Der «große Hüter» erscheint in diesem Gespräch als eine höhere Stufe der zuvor auf dem Weg der Selbsterkenntnis sich vor den Geistesschüler hinstellenden Gestalt des «kleinen Hüters der Schwelle», die dem Schüler den Eintritt in die Erkenntnis der geistigen Welt solange verwehrt, bis er sich selbst als durch irdische Verstrickungen verunreinigte Wesenheit erkannt und von diesen Verstrickungen befreit hat. Als ein solch Befreiter tritt der Schüler dann vor den «großen Hüter» hin, der ihn nun auf seine menschheitlichen Aufgaben und Verpflichtungen hinweist und ihn dabei vor die erwähnte Wahl zweier Wege stellt.

Wenn man sich etwas mit dem Buddhismus beschäftigt hat, dann braucht es nicht viel, um in diesem Gespräch mit dem großen Hüter das im Buddhismus sogenannte «Bodhisattva-Ideal» wiederzuerkennen. Dieses mit einer Art von Gelöbnis verbundene «Bodhisattva-Ideal» ist im Buddhismus Bestandteil eines Schulungsweges, dem Weg eines Bodhisattva. Auf welche Weise es entstanden ist und wie es auch heute noch verwendet wird, soll im Folgenden weiter dargestellt werden. Kannte Rudolf Steiner dieses Bodhisattva-Ideal des Buddhismus und wenn ja, woher war es ihm bekannt?

Es erscheint bei genauerer Untersuchung ziemlich wahrscheinlich, dass Rudolf Steiner bei der Wiedergabe des Gespräches mit dem «großen Hüter der Schwelle» eine Quelle benutzt hat, die in einem der letzten Bücher von H. P. Blavatsky identifiziert werden kann: Die Stimme der Stille. In diesem Buch gibt Blavatsky den als Bodhisattva-Weg im Buddhismus geläufigen Schulungsweg in der ihr eigenen, poetisch erscheinenden Sprache wieder. Dieses Buch ist in Rudolf Steiners Bibliothek vorhanden, und er hat es sogar teilweise aus dem Englischen übertragen.6 Wie wir sehen werden, hat Rudolf Steiner diese Vorlage jedoch in einer stark metamorphosierten Form aufgegriffen. Dabei entsteht aber auch die Frage, ob es für dieses Gespräch, in dem es ja um die Selbstaufopferung des auf dieser Stufe angelangten Geistesschülers geht, nicht auch innerhalb der mitteleuropäischen Tradition einen weiteren Bezugspunkt gegeben hat.

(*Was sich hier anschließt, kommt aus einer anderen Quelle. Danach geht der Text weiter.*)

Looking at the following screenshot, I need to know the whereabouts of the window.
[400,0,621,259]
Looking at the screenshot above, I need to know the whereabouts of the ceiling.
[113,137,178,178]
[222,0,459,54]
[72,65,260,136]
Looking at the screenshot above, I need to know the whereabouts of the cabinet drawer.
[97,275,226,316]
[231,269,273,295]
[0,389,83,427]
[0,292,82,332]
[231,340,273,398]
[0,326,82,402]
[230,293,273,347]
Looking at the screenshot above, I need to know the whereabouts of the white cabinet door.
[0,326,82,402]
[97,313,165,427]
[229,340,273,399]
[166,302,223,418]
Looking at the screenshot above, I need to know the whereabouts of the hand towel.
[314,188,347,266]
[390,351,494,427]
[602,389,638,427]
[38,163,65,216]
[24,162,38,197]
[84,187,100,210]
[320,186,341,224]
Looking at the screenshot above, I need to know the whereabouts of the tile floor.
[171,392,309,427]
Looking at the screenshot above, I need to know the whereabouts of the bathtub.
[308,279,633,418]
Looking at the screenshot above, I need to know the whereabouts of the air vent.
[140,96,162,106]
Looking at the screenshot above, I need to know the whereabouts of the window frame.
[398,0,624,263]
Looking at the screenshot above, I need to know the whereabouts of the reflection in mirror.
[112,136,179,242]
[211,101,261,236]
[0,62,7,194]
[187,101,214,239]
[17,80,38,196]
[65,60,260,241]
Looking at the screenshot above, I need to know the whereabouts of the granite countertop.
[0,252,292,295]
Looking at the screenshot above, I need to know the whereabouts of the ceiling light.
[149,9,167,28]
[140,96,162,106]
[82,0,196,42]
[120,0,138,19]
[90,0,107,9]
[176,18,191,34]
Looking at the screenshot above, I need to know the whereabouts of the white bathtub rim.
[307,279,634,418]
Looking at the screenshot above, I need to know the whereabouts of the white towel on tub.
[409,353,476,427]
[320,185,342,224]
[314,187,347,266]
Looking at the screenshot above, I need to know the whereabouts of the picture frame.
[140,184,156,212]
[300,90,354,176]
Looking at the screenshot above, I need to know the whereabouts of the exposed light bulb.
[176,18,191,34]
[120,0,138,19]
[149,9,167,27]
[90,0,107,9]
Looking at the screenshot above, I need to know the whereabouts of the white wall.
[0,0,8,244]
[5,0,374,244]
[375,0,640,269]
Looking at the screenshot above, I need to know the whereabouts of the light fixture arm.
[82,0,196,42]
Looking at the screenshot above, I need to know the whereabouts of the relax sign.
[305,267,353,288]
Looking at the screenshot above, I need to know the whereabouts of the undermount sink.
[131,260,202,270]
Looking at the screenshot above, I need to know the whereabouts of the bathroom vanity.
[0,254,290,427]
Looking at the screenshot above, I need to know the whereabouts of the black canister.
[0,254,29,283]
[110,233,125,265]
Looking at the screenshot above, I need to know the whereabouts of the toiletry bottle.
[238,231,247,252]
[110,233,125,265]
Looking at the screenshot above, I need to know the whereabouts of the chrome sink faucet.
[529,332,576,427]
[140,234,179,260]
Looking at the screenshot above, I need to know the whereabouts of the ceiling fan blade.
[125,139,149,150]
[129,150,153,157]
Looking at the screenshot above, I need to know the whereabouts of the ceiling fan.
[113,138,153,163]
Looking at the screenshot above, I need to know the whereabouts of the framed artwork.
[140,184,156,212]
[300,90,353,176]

In Die Geheimwissenschaft im Umriss7 verwandelt sich dann das Gespräch mit dem «großen Hüter» in der Darstellung des Erkenntnisweges des Geistesschülers in die Begegnung mit dem Christus. So könnte man von dem zu einer «Imitatio Christi» verwandelten «Bodhisattva-Weg» sprechen. Wie sich die beiden Beschreibungen der Begegnung des Geistesschülers mit diesem Hüter voneinander unterscheiden, soll im Folgenden genauer untersucht werden.

Anhand dieser beiden Texte über die Begegnung mit dem «großen Hüter» gehe ich schließlich der Frage nach, inwiefern Rudolf Steiner selbst den von ihm in diesen Texten beschriebenen «Bodhisattva-Weg», der mit der Begegnung mit dem «großen Hüter» zusammenhängt, gegangen ist, und versuche zu zeigen, wie sich das an seiner Tätigkeit als Geisteslehrer ablesen lässt. Damit wird erneut die Frage nach der eigentlichen Wesenheit Rudolf Steiners gestellt, ohne diese jedoch endgültig beantworten zu wollen.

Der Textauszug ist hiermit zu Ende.